Famously described like being thrown out of the back of a plane in mid-flight, launching a full race specification World Rallycross Supercar from a standing start is not for the faint hearted. If you’ve ever wondered how it’s done, then read on.
But first the science bit. Kinda. In current season trim, the formerly modest family hatchbacks - which provide the base for all of the World RX cars on the 2018 grid – are specially built to accelerate from 0-60mph in less than 1.9 seconds. That’s quicker than a Formula One car, and pretty much any other competition machinery you can think of. Save perhaps a top fuel dragster; whose nitro-methane fed engine needs to be pulled apart after each 5-second quarter-mile sprint.

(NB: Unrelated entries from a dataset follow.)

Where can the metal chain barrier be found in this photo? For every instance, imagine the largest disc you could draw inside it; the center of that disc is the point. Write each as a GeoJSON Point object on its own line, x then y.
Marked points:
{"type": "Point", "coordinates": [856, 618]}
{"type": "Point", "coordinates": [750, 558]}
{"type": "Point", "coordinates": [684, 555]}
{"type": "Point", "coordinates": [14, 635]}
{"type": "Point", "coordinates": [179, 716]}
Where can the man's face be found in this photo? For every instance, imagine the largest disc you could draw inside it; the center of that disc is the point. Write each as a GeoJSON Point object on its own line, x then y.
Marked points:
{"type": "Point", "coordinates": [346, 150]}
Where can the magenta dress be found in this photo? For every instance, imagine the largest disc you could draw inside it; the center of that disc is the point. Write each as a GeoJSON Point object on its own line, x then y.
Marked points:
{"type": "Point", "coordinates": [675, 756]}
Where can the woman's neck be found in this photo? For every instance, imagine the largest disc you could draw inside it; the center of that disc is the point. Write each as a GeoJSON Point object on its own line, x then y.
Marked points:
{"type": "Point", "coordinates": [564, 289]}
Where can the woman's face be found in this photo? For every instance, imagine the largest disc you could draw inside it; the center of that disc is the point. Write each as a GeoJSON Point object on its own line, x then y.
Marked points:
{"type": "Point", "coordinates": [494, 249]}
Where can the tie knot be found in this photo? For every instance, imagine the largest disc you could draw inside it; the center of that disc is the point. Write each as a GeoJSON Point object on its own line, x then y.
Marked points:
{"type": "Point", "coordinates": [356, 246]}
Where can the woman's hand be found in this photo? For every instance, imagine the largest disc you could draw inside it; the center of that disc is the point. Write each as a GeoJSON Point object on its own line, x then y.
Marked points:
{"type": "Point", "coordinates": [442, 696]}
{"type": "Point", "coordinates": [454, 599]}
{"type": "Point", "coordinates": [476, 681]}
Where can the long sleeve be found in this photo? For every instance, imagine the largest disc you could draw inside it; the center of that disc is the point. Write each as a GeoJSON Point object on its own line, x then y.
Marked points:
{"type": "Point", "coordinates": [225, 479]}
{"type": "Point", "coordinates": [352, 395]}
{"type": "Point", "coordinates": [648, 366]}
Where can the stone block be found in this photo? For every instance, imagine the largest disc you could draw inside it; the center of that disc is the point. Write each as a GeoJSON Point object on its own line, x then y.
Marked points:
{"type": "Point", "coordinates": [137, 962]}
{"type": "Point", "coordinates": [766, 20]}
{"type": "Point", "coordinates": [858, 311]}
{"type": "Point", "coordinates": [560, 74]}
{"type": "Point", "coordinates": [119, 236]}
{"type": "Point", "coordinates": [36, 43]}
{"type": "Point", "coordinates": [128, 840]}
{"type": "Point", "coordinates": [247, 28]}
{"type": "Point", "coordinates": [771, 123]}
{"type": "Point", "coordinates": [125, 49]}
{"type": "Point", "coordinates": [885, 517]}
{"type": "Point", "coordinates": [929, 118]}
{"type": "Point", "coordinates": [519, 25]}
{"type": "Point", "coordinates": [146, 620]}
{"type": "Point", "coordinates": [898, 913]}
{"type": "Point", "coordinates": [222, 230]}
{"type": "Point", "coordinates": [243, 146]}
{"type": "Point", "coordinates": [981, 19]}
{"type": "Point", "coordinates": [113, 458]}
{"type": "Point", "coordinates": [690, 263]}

And this is the main conundrum with World Rallycross Supercar machinery; it needs to accelerate unbelievably fast, maintain blistering top speeds, but also endure a full weekend’s worth of mechanical abuse - including practice, qualifying, and final races – on a mixture of unrelentingly harsh surfaces; crucially all without needing a total nut-and-bolt overhaul after each time the engine is shut down.
PART TANK PART RACECAR
An uneasy mix between a rally, sprint, circuit, and stock hatch; a modern World RX car is a unique piece of machinery. The competing teams that field them are locked in a never-ending turbocharged arms race to be the fastest off the line, the best through the dirt sections, the most controlled off the jumps, and most precise on the asphalt sections.